Folgende Vorstellungen könnten bereits im ersten Anlauf im öffentlich-rechtlichen Rundfunk mehr Arbeitsplätze schaffen und Arbeitszeit flexibler gestalten:

  • Reduzierung der disponierbaren Wochen-Arbeitszeit auf 35 Stunden (wie in anderen Branchen) mit vollem Lohnausgleich. Davon sind 32 Stunden vertragliche Arbeitszeit. Die Differenz von drei Stunden ist automatisch Mehrarbeit und geht ebenso automatisch auf ein Langzeitkonto (wie bereits im NDR ausgehandelt und vielleicht sinnvollerweise in zentralen Verhandlungen für alle Anstalten einzuführen). Das heißt, daß allein durch diese Maßnahme pro Jahr 156 Stunden (= 22 Tage) auf den individuellen Konten auflaufen.
  • Pro Jahr hat jeder/jede ArbeitnehmerIn Anspruch auf sechs Wochen Aus-, Fort- und Weiterbildung bei voller Lohnfortzahlung. Für längere Aus- oder Fortbildungen kann dieser Anspruch gesammelt und als größerer Block genommen werden. Im Zuge der sich wandelnden Berufsbilder in der Medienbranche muß dieser Anspruch auch einmal alle fünf Jahre wahrgenommen werden. Anderenfalls verfallen Stufensteigerungen innerhalb der Vergütungstabellen. Gleichzeitig begründen regelmäßige Aus- und Weiterbildungen nach fünf Jahren mindestens eine höhere Eingruppierung.
  • Der Wechsel von Vollzeitarbeit in Teilzeitarbeit und umgekehrt bei Erhaltung der Eingruppierung und einer vergleichbaren Tätigkeit muß für alle Beschäftigten manteltariflich abgesichert werden.
  • Es muß ein für alle Anstalten verbindlicher Altersteilzeit-Tarifvertrag abgeschlossen werden.
  • Ein für alle Anstalten verbindlicher Teleheimarbeitstarifvertrag ist auszuhandeln.
  • Zeitverträge dürfen pro Abteilung einer Anstalt nicht mehr als 10% der dort Beschäftigten ausmachen.

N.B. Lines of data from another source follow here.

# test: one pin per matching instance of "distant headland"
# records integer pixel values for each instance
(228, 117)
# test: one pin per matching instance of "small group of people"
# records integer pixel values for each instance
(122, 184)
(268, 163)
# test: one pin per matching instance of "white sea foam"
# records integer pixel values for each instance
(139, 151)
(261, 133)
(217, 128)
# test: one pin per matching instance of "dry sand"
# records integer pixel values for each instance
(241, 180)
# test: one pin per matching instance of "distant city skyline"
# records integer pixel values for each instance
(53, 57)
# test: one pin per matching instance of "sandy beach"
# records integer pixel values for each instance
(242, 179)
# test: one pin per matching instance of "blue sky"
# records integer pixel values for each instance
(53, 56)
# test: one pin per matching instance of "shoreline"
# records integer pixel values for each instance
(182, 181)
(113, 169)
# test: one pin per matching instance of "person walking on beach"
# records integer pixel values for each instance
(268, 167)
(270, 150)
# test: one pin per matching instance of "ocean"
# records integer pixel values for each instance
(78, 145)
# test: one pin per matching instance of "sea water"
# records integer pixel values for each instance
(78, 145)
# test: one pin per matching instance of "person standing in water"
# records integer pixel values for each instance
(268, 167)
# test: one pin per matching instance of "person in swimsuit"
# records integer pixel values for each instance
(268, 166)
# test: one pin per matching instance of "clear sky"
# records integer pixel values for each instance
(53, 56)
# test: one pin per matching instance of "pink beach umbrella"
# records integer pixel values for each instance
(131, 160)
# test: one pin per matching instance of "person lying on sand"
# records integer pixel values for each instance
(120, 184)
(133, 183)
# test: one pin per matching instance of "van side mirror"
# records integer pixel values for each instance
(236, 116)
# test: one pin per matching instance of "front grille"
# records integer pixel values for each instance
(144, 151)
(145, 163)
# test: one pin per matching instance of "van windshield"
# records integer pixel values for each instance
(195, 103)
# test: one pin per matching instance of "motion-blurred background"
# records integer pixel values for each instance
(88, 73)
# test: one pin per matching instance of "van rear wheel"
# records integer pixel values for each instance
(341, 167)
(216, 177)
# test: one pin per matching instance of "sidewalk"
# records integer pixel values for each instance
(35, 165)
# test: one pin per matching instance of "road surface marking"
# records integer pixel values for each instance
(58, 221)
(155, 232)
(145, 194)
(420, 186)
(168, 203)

Es gilt heute mehr denn je, die Arbeitgeber, allen voran die öffentlich-rechtlichen Anstalten, arbeitsmarktpolitisch in die Pflicht zu nehmen und neue Wege zur Arbeitsbeschaffung und Zeitflexibilisierung zu gehen.


 

Literatur:

Arne Heise, WSI, Arbeit für Alle – Vision oder Illusion? 1996, S. 306.

Siehe hierzu nur:
Johann Welsch, Arbeiten in der Informationsgesellschaft, Studie der Friedrich-Ebert-Stiftung, 1997;
Jeremy Rifkin, Das Ende der Arbeit, 1996 und
Viviane Forrester, Der Terror der Ökonomie, 1997.